Showing posts with label Silverlight vs flash. Show all posts
Showing posts with label Silverlight vs flash. Show all posts

Wednesday, 3 November 2010

End of the line for Silverlight? I for one would not mind

Developers say Microsoft has "betrayed" them by changing strategy on the Silverlight web technology.

When first announced Silverlight was portrayed as a rival to Flash and key to getting Microsoft software running on many different devices.

Now Microsoft is slowing Silverlight development and turning its attention to web standards such as HTML5.

Silverlight will remain as a way to get apps running on Windows phone 7.

The strategy shift emerged as a result of an interview that Bob Muglia, Microsoft's head of servers and tools division, gave at the company's Professional Developers Conferenc

BBC News - Coders decry Silverlight change

I was so excited when I first started looking at Silverlight 3. "Introducing Silverlight 3" from Microsoft Press is probably one of the few technology books I have read cover to cover. Then I started to play around with it. In short, it stinks. Silverlight 3 can't even touch Flash 3, the interface is terrible and tool is so complex. I think only a .NET developer could get anything much out if and it utterly lacks Flash's intuitive interface and use.

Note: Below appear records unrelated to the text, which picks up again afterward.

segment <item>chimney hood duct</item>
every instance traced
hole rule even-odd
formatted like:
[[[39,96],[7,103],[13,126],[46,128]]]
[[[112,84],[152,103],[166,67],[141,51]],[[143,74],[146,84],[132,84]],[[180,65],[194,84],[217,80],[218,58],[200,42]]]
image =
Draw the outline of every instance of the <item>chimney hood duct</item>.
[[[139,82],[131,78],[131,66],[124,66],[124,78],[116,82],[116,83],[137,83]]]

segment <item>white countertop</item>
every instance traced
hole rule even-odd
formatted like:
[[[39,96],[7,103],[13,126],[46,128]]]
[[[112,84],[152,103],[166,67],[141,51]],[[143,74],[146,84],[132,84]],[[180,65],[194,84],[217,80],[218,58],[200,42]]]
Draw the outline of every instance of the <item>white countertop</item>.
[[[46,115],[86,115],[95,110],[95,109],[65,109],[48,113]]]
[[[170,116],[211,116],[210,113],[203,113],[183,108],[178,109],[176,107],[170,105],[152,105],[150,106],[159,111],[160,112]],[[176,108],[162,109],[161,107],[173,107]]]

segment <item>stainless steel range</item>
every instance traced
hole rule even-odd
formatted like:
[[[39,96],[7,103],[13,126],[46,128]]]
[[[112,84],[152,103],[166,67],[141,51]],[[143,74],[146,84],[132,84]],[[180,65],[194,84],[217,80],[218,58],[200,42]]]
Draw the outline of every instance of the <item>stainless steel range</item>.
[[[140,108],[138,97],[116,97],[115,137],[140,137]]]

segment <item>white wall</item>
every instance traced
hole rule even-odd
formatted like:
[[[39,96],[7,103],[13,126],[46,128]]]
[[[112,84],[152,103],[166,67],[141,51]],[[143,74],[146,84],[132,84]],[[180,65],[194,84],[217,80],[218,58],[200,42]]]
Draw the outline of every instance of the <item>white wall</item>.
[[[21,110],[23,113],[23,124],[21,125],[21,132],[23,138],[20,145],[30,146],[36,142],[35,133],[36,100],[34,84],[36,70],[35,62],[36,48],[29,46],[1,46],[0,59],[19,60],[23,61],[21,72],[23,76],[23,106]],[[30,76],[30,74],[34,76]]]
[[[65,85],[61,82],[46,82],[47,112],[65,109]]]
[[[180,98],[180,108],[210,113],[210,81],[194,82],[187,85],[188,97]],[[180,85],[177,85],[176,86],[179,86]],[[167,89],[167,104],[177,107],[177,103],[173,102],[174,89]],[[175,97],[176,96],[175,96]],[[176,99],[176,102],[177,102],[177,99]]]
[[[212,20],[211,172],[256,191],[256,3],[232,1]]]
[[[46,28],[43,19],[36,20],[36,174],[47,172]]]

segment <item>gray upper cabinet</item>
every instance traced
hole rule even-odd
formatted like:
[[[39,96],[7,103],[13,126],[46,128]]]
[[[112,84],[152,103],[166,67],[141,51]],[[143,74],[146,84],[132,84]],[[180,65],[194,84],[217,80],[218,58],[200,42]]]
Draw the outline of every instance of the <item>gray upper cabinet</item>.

Frankly I am of the opinion that Microsoft was wasting its time with Silverlight, that it would take Microsoft almost a decade to get it anywhere near the level of Flash. And Flash best period is probably over. From what I have seen and heard about HTML 5 its hard to see the real value of having to get a plugin at all. In 2002 Flash was pretty amazing, but it probably is time to embrace an open browser standard for defining rich multimedia.

My vote, Microsoft should probably just drop Silverlight entirely and make a deal with Adobe to create a Flash with .NET offering.

Monday, 25 January 2010

Flash vs. Silverlight

Well I guess I have to be honest. I have been using Flash since the first release and have watched the product mature. I have been using Silverlight for about a year now, with my use picking up in the past few months.

How do they compare, sadly for Microsoft they don't. Silverlight, even using Expressions, requires a great deal of coding skills to get anything to work, and very quickly even a fairly simple animation or interface becomes a confused mass of XAML. The clean interface with Flash allows developers to manage vast amounts more complexity.

Just to stage a single repeating animation in Silverlight is a mind dulling piece of complexity. You keep asking yourself why they did it this way? Going from Flash, where you get an easy story board tool the drives the site and the ability to make scenes, you will find Expression confusing.

Probably a key indicator is how I learned. I learned Flash mostly by just playing around with it. Sure I got some books but really 90% of what I learned about Flash was because the interface was so obvious. And it was fun to play with and you could get results easy. And this was back in 1999 when it was not obvious what the tool was trying to do.

Silverlight Expressions on the other hand requires I keep the manual at my side constantly. This is with a full knowledge of what the final output will be.

Perhaps the worst part for me so far has been getting the animations to actually work. In Flash animations just start if you want them too, its like getting pregant if your Roman Catholic. So far in Expressions I have had to make changes to the XAML code setting a storyboard start object. This is not only confusing it then breaks the Expressions interface and makes it impossible for me to add to the existing storyboard without making the changes by hand to the XAML code. There may be an easier way to do this but I have not read that far in the manual.

Compound this with the fact that everyone has the flash plugin installed, Flash can run against Java and PHP back-ends, and Flash can be used by designers as well as programmers and Silverlight can only be used by developers; well lets say if you have existing Flash projects going keep them Flash.

I would imagine that at present SilverLight should be limited to the following:

1. Full Microsoft implementations
2. Simple user interfaces
3. Intranets and other controlled platforms.

All other situations should stick with Flash.